Hermione stood with her wand raised, eyes fixed on the spine-shaped tower at the far end of the drowned city. Harry stood beside her, willow branch in hand. Ron held the cabbage box in front of him like a shield and looked deeply unhappy with every decision that had brought him here.

"This is a test, right?" Ron whispered.

Hermione did not look away. "Yes."

"Tests usually have desks."

Harry tightened his grip on the branch. "Not Theodore's."

Ron nodded miserably. "Fair."

Above them, the green-gold line in the starless sky brightened.

It was not exactly Theodore.

More like a path he had placed over the dream, a root stretching from Hogwarts into this strange city. Its light pressed down on the black water, slowing it before it could flood the street.

The water disliked that.

Hands rose from the canals again.

Pale.

Wet.

Too many joints.

Harry moved first.

The willow branch flashed, cutting the first hand before it touched the stone. The hand dissolved into black mist.

Another crawled up behind Ron.

A Chomping Cabbage launched from the box and bit it.

The hand froze.

The cabbage froze too.

For half a second, both seemed surprised.

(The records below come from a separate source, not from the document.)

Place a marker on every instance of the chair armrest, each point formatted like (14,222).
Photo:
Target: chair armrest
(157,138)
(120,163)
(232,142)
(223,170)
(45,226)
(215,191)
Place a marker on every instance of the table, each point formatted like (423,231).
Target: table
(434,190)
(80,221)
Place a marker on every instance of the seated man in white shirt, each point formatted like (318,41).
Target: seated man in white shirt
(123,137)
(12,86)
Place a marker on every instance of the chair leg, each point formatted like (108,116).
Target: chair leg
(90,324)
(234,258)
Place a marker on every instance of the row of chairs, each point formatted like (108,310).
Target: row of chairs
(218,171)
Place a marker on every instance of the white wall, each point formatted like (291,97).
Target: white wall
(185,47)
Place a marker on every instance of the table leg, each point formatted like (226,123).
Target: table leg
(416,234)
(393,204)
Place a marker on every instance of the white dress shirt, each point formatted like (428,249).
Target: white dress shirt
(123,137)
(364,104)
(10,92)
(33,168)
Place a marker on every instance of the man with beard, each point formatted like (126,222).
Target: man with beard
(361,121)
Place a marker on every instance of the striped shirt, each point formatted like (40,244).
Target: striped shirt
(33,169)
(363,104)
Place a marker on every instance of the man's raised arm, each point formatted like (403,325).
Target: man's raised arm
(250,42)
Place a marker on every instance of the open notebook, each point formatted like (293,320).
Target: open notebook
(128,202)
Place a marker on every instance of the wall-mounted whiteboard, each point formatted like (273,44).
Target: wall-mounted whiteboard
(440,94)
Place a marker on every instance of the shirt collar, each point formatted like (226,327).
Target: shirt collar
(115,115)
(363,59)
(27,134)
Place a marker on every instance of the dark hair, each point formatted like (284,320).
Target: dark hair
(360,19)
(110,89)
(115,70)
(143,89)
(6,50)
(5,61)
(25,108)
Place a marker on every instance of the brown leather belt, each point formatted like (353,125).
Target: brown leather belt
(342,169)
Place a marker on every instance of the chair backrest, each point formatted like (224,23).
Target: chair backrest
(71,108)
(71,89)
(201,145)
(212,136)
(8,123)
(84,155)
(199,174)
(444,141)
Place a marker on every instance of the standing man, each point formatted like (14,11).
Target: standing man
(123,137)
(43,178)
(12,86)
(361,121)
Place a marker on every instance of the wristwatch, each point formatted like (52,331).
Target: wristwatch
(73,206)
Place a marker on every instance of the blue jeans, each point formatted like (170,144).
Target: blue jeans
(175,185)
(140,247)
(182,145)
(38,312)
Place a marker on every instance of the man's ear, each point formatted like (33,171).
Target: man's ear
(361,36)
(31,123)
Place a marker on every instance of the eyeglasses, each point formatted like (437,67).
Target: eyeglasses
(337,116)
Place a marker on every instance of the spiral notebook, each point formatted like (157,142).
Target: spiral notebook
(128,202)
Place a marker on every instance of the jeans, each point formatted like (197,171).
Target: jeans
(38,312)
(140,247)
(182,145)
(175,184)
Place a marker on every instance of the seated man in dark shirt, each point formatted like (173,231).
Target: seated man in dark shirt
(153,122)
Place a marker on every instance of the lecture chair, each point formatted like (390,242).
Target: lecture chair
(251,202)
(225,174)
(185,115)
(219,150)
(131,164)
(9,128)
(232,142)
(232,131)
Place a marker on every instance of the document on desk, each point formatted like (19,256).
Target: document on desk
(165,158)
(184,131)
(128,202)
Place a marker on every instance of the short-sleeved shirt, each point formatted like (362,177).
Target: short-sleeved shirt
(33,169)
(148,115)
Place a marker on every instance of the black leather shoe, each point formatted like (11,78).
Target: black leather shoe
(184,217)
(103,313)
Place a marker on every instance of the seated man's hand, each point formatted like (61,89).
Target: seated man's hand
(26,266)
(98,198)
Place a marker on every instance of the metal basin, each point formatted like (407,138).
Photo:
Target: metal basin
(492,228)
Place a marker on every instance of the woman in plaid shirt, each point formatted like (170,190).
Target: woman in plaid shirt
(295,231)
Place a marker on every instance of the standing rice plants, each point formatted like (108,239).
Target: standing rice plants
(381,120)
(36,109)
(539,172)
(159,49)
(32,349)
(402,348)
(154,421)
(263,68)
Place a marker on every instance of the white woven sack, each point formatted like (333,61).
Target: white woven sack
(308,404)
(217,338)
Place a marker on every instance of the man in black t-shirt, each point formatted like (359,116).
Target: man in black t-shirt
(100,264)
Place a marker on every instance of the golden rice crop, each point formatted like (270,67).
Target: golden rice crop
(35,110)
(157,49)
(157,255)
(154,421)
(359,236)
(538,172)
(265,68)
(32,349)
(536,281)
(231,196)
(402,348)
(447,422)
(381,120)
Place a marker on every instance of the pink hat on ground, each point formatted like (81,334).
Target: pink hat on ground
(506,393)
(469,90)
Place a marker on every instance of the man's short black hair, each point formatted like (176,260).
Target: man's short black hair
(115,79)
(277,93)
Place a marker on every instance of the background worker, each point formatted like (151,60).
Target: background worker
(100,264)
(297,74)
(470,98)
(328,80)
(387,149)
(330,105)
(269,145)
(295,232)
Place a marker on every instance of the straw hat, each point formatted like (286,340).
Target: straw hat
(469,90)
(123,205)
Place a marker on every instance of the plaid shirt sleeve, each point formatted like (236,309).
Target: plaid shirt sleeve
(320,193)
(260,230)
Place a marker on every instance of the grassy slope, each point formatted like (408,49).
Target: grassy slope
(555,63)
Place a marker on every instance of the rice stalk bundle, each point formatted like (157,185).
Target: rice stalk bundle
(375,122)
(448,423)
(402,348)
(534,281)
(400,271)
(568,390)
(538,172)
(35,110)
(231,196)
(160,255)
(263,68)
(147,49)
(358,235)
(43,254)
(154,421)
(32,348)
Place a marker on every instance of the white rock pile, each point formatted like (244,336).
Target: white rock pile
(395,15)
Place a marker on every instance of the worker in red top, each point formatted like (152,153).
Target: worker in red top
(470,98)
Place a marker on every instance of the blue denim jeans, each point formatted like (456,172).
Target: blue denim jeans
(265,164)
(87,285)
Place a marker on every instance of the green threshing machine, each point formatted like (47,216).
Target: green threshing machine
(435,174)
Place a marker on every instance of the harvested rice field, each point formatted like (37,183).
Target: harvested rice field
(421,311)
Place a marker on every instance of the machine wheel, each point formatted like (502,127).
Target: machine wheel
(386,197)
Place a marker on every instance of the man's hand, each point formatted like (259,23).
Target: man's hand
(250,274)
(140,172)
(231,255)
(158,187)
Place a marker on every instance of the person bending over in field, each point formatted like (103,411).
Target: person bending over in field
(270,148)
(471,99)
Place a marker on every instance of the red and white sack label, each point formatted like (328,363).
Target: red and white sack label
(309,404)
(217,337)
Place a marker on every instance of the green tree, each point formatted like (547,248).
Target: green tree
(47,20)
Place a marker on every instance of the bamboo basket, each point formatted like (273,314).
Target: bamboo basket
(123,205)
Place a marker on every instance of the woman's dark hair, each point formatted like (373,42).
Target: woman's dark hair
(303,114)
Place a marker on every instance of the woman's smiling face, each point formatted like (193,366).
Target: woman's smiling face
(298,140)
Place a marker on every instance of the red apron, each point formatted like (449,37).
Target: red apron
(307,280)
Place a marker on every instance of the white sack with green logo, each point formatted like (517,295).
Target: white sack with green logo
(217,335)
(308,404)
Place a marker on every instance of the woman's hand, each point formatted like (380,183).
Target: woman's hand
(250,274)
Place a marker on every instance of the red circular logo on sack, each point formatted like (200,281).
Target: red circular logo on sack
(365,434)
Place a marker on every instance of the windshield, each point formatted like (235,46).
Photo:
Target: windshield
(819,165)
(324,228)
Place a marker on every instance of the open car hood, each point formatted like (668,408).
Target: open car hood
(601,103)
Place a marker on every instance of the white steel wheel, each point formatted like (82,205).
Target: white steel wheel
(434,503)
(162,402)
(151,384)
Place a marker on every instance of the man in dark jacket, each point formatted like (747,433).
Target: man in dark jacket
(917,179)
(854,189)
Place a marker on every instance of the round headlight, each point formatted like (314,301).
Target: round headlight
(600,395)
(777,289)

Then the cabbage shook angrily and chewed harder.

Ron stared.

"You can bite nightmares?"

The cabbage spat black mist and looked offended that he had doubted it.

Hermione did not waste the opening.

"Lumos!"

Her spell passed through Huhu's warmth and spread across the street in a steady orange glow. The black water hissed where the light touched it, retreating from the edges of the stone.

Not far.

But enough.

Theodore's voice sounded from the green-gold line above.

"Good. Don't try to destroy the dream. Mark where it reaches."

Hermione immediately understood.

This was not a duel.

This was mapping.

The dream wanted to find paths into Hogwarts.

They had to show the barrier what those paths looked like.

She pointed her wand at the nearest canal.

"Harry, left side. Ron, keep the hands away from me."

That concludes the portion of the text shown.